Thanks Parietal that makes sense.

Today I ended up getting them to do some art stuff at the kitchen table - each doing their own pictures and the problem eased so I can see that would work.

Billiekins Thu 11-Aug-11 12:54:07

I would recommend reading 'Playful parenting' by Lawrence j Cohen, he's a psychologist and seems to know his stuff.
It may be a case of your lil boy having to play through his troubling experiences or rather express his experiences through play. This can sometimes seem quite unpleasant to adults.
The book helped me realise that even the sometimes unpleasant or unusual behaviour was really quite normal and gave me ways to help both me and my dd feel better and enjoy life more.
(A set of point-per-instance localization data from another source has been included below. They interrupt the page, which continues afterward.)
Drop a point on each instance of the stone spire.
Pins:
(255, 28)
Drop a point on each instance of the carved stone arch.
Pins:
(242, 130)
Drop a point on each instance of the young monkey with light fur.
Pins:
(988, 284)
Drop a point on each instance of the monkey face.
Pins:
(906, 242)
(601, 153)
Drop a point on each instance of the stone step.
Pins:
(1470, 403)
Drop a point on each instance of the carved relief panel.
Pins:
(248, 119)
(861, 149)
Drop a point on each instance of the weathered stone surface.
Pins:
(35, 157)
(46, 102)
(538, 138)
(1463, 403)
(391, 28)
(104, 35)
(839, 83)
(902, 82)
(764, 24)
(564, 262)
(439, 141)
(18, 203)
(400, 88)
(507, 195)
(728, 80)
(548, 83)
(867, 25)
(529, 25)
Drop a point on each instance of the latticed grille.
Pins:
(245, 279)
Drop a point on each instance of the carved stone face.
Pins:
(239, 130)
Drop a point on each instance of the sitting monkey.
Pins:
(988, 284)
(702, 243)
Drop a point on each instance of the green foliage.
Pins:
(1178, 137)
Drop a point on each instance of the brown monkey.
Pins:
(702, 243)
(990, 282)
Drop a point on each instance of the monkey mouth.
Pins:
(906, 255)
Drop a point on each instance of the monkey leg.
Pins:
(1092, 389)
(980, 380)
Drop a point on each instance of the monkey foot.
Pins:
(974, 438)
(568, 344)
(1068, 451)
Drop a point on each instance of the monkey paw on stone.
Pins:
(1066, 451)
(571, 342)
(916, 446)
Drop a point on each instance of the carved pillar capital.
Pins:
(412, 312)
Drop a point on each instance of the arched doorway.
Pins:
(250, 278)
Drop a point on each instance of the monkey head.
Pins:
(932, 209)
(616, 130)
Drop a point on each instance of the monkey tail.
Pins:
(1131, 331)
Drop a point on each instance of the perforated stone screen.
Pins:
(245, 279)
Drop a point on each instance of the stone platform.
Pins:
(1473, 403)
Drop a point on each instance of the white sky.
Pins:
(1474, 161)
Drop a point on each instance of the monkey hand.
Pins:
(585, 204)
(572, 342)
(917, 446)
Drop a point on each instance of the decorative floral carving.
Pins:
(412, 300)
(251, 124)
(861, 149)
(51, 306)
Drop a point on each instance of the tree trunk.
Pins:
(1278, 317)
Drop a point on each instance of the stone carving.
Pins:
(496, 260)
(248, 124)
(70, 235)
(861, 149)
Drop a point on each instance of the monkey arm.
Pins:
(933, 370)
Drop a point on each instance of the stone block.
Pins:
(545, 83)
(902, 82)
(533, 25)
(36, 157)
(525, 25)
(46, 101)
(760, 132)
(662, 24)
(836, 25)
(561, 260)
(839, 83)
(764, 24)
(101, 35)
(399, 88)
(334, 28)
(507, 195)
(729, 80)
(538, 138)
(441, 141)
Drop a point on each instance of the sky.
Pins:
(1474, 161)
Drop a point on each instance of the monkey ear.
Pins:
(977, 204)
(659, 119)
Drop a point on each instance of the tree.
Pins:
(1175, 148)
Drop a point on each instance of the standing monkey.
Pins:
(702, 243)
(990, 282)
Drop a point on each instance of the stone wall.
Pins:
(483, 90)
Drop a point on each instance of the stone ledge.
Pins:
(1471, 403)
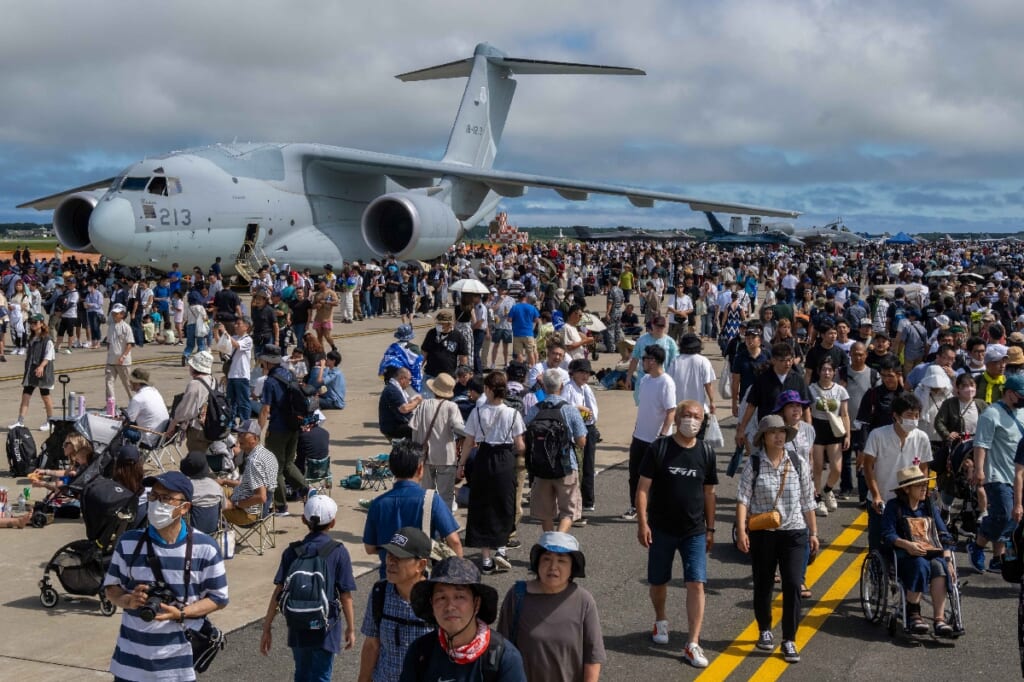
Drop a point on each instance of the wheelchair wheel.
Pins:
(48, 597)
(873, 587)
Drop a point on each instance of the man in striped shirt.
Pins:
(157, 647)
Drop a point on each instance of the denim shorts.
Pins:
(662, 553)
(999, 523)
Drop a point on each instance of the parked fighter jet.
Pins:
(311, 204)
(721, 236)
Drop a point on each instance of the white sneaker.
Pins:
(660, 633)
(694, 655)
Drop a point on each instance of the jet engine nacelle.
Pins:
(71, 220)
(411, 226)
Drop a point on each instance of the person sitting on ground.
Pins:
(78, 451)
(912, 526)
(462, 607)
(329, 381)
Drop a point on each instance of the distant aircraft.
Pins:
(720, 235)
(311, 204)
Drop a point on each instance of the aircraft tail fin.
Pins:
(480, 121)
(716, 225)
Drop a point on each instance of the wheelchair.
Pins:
(883, 597)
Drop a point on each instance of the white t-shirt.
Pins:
(146, 409)
(656, 395)
(691, 374)
(890, 457)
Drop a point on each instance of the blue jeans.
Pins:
(999, 522)
(238, 397)
(312, 664)
(663, 552)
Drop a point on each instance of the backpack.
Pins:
(423, 649)
(22, 454)
(377, 596)
(304, 596)
(217, 420)
(548, 440)
(299, 405)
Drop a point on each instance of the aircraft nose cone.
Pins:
(112, 228)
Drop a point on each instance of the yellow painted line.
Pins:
(734, 654)
(774, 666)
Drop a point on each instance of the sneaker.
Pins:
(977, 555)
(660, 633)
(694, 655)
(502, 562)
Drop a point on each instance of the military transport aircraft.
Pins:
(309, 204)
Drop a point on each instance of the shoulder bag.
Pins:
(772, 519)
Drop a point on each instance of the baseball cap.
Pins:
(409, 543)
(320, 510)
(172, 480)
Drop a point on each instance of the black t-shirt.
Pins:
(300, 311)
(678, 475)
(817, 354)
(442, 352)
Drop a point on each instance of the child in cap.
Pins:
(313, 650)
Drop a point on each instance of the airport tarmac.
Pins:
(75, 641)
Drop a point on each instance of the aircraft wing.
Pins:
(51, 202)
(508, 183)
An0therName Thu 11-Aug-11 19:46:50

another vote for playful parenting -really good book
also I find one on one play dates - even when the children normally get on well can be quite full on and often involve some kind of argument -also remember that is normal for children to argue more than adults do
so as some else said maybe go to the park, something like pond dipping was a big hit with my DS and his friends today that kind of thing

Carrotsandcelery Thu 11-Aug-11 22:24:28

Thank you both. I will look for the book on Amazon. I am really grateful for help as I feel totally lost.

An0therName Fri 12-Aug-11 15:07:02

just to say there is a bullying section on mumsnet and they might have some ideas/give you some support
and from my experience of mental health (you are in the UK right?) - keep pushing for the appoitments - get the GP to follow up and possibly someone else - its does make a difference for getting the help your son needs

aliceliddell Fri 12-Aug-11 15:13:46

Have you tried 'Young Minds'? Great help with similar problems with dd. Does her school do Place 2 Be or nurture groups/social skills groups? No harm in asking. Good luck

aliceliddell Fri 12-Aug-11 15:16:46

www.youngminds.org.uk

Carrotsandcelery Sat 13-Aug-11 14:55:14

Thank you ladies. I will have a good look at youngminds Alice. Our school is very small and very involved with our problem and haven't mentioned any groups they run that might help. Maybe we could start one up though. (Yikes!)

AnOtherName I should have thought of exploring the Mumsnet bullying section but hadn't. I shall have a browse.